I have a solr index where certain facet fields should only contain one
or more items from a limited list of values. To enforce this
restriction at index time I have been looking at using a
KeepWordFilterFactory. It seems it ought to work as I have it
implamented, and actually seems to work when tested through the admin
analysis page, but when I index a document with that filter in place
values that ought to be filtered out aren't. (I am running the solr 1.4
release)
I've added a new field type in schema.xml:
<fieldType name="formatFacet" class="solr.StrField"
sortMissingLast="true" omitNorms="true">
<analyzer type="index">
<tokenizer class="solr.KeywordTokenizerFactory"/>
<filter class="solr.KeepWordFilterFactory"
words="format_facet.txt" ignoreCase="false" />
</analyzer>
</fieldType>
placed a file format_facet.txt in the conf directory containing:
Book
Online
Microform
Journal/Magazine
Musical Score
Musical Recording
Thesis/Dissertation
Video
Streaming Video
Software/Multimedia
Photographs
Cassette
referenced this new field type with a field declaration in schema.xml
<field name="format_facet" type="formatFacet" indexed="true"

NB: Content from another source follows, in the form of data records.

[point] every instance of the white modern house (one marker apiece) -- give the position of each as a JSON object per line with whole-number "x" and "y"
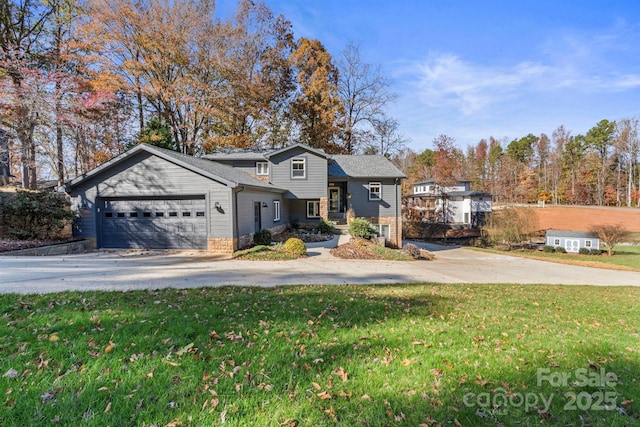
{"x": 448, "y": 203}
{"x": 572, "y": 241}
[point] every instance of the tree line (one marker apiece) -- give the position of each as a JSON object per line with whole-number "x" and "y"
{"x": 80, "y": 80}
{"x": 601, "y": 167}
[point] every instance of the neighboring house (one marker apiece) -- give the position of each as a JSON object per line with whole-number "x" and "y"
{"x": 451, "y": 204}
{"x": 149, "y": 197}
{"x": 572, "y": 241}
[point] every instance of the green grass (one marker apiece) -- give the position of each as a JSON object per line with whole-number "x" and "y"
{"x": 624, "y": 256}
{"x": 264, "y": 253}
{"x": 315, "y": 356}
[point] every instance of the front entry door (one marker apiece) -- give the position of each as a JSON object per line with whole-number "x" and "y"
{"x": 257, "y": 216}
{"x": 572, "y": 245}
{"x": 334, "y": 199}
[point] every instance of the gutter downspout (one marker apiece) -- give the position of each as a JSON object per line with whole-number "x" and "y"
{"x": 398, "y": 231}
{"x": 235, "y": 214}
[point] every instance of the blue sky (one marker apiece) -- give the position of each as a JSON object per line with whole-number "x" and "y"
{"x": 472, "y": 69}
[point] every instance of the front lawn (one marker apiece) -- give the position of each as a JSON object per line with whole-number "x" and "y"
{"x": 411, "y": 355}
{"x": 264, "y": 253}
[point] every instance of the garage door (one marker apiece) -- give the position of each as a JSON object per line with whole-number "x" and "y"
{"x": 150, "y": 223}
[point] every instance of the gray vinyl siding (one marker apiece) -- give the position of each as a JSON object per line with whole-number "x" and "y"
{"x": 145, "y": 175}
{"x": 246, "y": 213}
{"x": 313, "y": 186}
{"x": 298, "y": 211}
{"x": 389, "y": 205}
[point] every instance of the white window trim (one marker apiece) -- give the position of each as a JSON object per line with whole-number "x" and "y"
{"x": 299, "y": 160}
{"x": 276, "y": 210}
{"x": 265, "y": 166}
{"x": 375, "y": 184}
{"x": 316, "y": 203}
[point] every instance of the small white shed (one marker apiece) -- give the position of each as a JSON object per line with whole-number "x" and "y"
{"x": 572, "y": 241}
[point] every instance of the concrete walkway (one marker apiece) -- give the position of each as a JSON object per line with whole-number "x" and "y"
{"x": 128, "y": 270}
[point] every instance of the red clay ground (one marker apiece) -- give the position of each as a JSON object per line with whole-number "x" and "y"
{"x": 581, "y": 218}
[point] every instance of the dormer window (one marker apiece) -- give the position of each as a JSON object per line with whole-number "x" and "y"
{"x": 298, "y": 168}
{"x": 262, "y": 168}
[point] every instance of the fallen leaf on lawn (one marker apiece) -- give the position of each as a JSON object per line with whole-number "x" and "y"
{"x": 324, "y": 395}
{"x": 184, "y": 350}
{"x": 11, "y": 373}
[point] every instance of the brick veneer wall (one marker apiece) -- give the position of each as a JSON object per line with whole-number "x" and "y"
{"x": 229, "y": 245}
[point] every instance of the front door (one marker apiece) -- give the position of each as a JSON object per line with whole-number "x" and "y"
{"x": 334, "y": 199}
{"x": 572, "y": 245}
{"x": 257, "y": 218}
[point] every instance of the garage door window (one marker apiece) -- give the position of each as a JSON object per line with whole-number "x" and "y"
{"x": 168, "y": 223}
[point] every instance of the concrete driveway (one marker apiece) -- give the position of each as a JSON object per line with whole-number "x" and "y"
{"x": 127, "y": 270}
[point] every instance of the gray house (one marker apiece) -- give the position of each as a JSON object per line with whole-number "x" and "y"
{"x": 572, "y": 241}
{"x": 149, "y": 197}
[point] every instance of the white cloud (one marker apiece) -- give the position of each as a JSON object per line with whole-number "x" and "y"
{"x": 447, "y": 80}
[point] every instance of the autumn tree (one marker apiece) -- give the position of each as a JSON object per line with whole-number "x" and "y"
{"x": 573, "y": 154}
{"x": 446, "y": 160}
{"x": 611, "y": 235}
{"x": 316, "y": 107}
{"x": 158, "y": 133}
{"x": 22, "y": 80}
{"x": 600, "y": 139}
{"x": 559, "y": 138}
{"x": 387, "y": 138}
{"x": 364, "y": 92}
{"x": 627, "y": 146}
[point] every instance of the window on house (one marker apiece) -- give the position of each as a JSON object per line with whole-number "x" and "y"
{"x": 262, "y": 168}
{"x": 298, "y": 168}
{"x": 375, "y": 191}
{"x": 276, "y": 210}
{"x": 313, "y": 209}
{"x": 382, "y": 230}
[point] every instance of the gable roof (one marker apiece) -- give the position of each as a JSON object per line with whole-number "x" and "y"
{"x": 225, "y": 174}
{"x": 363, "y": 166}
{"x": 320, "y": 153}
{"x": 237, "y": 154}
{"x": 566, "y": 233}
{"x": 433, "y": 181}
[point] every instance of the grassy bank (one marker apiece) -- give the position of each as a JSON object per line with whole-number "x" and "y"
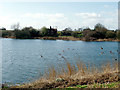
{"x": 78, "y": 76}
{"x": 68, "y": 38}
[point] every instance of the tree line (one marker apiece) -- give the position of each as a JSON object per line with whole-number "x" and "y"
{"x": 87, "y": 34}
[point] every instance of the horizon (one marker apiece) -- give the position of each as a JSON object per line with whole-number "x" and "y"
{"x": 59, "y": 14}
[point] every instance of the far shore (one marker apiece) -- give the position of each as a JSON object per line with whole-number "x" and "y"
{"x": 68, "y": 38}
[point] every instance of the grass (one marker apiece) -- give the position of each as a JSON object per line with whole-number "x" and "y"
{"x": 97, "y": 85}
{"x": 79, "y": 76}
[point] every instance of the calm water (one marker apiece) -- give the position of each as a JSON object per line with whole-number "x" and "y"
{"x": 23, "y": 60}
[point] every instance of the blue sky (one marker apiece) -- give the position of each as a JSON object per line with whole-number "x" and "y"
{"x": 59, "y": 14}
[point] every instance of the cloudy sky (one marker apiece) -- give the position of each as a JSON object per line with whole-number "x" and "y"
{"x": 59, "y": 14}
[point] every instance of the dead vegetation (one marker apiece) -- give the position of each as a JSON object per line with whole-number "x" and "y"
{"x": 72, "y": 75}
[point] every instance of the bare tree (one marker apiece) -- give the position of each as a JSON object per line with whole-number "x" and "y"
{"x": 15, "y": 26}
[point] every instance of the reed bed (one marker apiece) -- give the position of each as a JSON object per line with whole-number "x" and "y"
{"x": 72, "y": 75}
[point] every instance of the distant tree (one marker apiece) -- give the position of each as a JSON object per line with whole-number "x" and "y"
{"x": 77, "y": 34}
{"x": 33, "y": 32}
{"x": 48, "y": 31}
{"x": 15, "y": 26}
{"x": 101, "y": 29}
{"x": 22, "y": 34}
{"x": 66, "y": 32}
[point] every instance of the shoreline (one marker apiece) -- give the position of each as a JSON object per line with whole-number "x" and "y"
{"x": 68, "y": 38}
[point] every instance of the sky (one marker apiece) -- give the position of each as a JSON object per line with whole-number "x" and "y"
{"x": 59, "y": 15}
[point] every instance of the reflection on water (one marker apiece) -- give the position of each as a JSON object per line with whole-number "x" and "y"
{"x": 24, "y": 60}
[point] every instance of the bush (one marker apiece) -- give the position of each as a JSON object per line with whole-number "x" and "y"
{"x": 110, "y": 34}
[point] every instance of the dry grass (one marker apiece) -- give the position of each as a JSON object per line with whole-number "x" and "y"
{"x": 72, "y": 75}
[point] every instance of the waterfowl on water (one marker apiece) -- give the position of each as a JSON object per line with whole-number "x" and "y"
{"x": 102, "y": 52}
{"x": 101, "y": 47}
{"x": 59, "y": 54}
{"x": 110, "y": 51}
{"x": 115, "y": 59}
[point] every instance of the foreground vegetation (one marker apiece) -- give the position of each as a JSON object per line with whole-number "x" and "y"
{"x": 77, "y": 76}
{"x": 99, "y": 32}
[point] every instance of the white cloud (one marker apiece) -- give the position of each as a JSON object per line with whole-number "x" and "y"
{"x": 88, "y": 15}
{"x": 43, "y": 15}
{"x": 109, "y": 19}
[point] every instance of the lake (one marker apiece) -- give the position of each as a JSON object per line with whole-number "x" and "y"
{"x": 24, "y": 59}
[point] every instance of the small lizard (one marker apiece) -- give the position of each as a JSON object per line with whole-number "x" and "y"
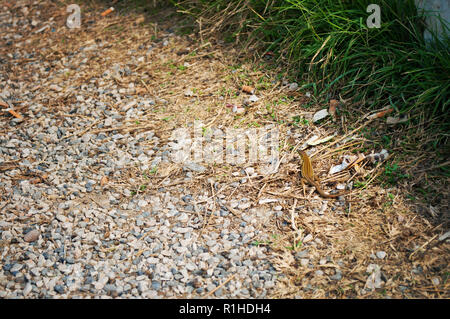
{"x": 308, "y": 175}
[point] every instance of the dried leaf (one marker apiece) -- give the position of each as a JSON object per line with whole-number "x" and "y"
{"x": 248, "y": 89}
{"x": 103, "y": 181}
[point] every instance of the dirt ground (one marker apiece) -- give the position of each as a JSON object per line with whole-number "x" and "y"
{"x": 373, "y": 243}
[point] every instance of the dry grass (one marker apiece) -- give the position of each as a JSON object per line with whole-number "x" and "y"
{"x": 344, "y": 233}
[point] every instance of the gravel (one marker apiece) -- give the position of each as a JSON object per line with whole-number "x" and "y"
{"x": 76, "y": 227}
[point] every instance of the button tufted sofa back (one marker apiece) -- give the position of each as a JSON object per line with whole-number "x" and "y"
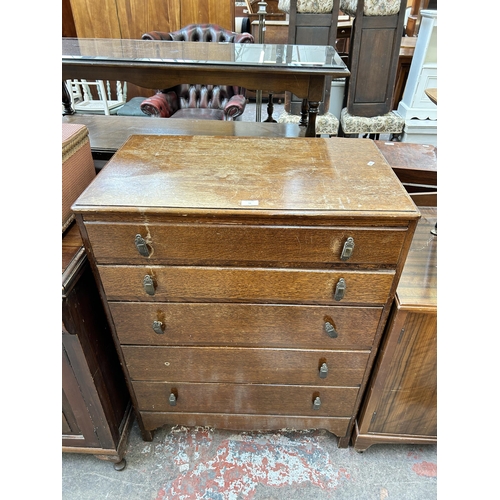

stored="true" multiValued="true" />
also have this dynamic field, but this seems irrelevant:
<dynamicField name="*_facet" type="string" indexed="true"
stored="true" multiValued="true" omitNorms="true" />
restarted the jetty server running the solr server.
and submitted a solr add document containing
format_facet=format_facet(1.0)={[Video, Streaming Video, Online,
Gooberhead, Book of the Month]}
Of these values only Video, Streaming Video and Online ought to end up
in the index, however all five values end up as format_facet values for
the solr item in question.
<arr name="format_facet">
<str>Video</str>
<str>Streaming Video</str>
<str>Online</str>
<str>Gooberhead</str>
<str>Book of the Month</str>
</arr>
I must be missing something fairly basic, since this doesn't seem
especially complicated.
Thanks in advance for any assistance,
-Bob Haschart